PARENTS and opposition councillors are calling for a review of Bicester’s “dated” children’s play parks to bring them in line with those in other towns.

They say play equipment in many parks is old-fashioned and tired, there are no outdoor water play facilities or children’s sandpits, and facilities lag behind other Oxfordshire towns including Banbury, Witney and Abingdon.

Bicester Town Council’s policy chairman James Porter said the town was a victim of “planning policy” that left the authority with 63 parks to maintain.

The council said it costs £200,000 a year to maintain sports pitches, pavilions, open spaces, natures areas and parks in Bicester – £45,000 was spent just on parks.

Previously the town council automatically took over the maintenance of parks from developers when housing estates were built, but new policy means it can be more selective.

The council also confirmed it had a “maximum” of four years’ of developer funding left to maintain parks and outdoor space.

Opposition councillors Les Sibley and Nick Cotter have urged the town council to take the lead on a review of parks, and seek grants and sponsorship to fund new facilities.

Mr Sibley said: “When the budget is set each year we should have community projects where this type of proposal could be debated. We used to. But it has been about keeping the council tax down.

“We need a re-think of the sort of facilities we provide for young people and we need to move it forward.”

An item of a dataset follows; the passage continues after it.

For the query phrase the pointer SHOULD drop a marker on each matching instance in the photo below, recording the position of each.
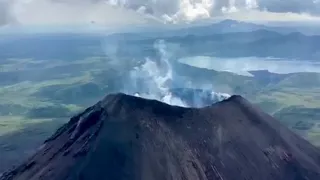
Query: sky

Residents support proposals to overhaul play areas.

Danielle Bamber, of Southwold, Bicester, said her family regularly travelled to Abingdon to use play facilities.

She said: “They are making the town better for older children with bowling and the cinema, but they are not doing anything for the younger ones. I think it’s appalling that there’s nothing here.”

Of Bicester’s main park area, Ruby Domican, 15, said: “It’s not a very interesting place to come to.

“If they made it more up to date (young) people would spend more time outdoors rather than on technology.”

Rosina Watts, 62, who was in Garth Park with her three grandchildren, recalled her grown-up daughter using the same equipment when she was small.

Mr Porter said any review could see some of the larger parks modernised and smaller areas closed.

He said: “It’s something we are trying to tackle. It’s already on the agenda.

“It’s one of those things where the town council is able to hopefully influence wider policy and provide better facilities in the future while undertaking a review of the current ones.”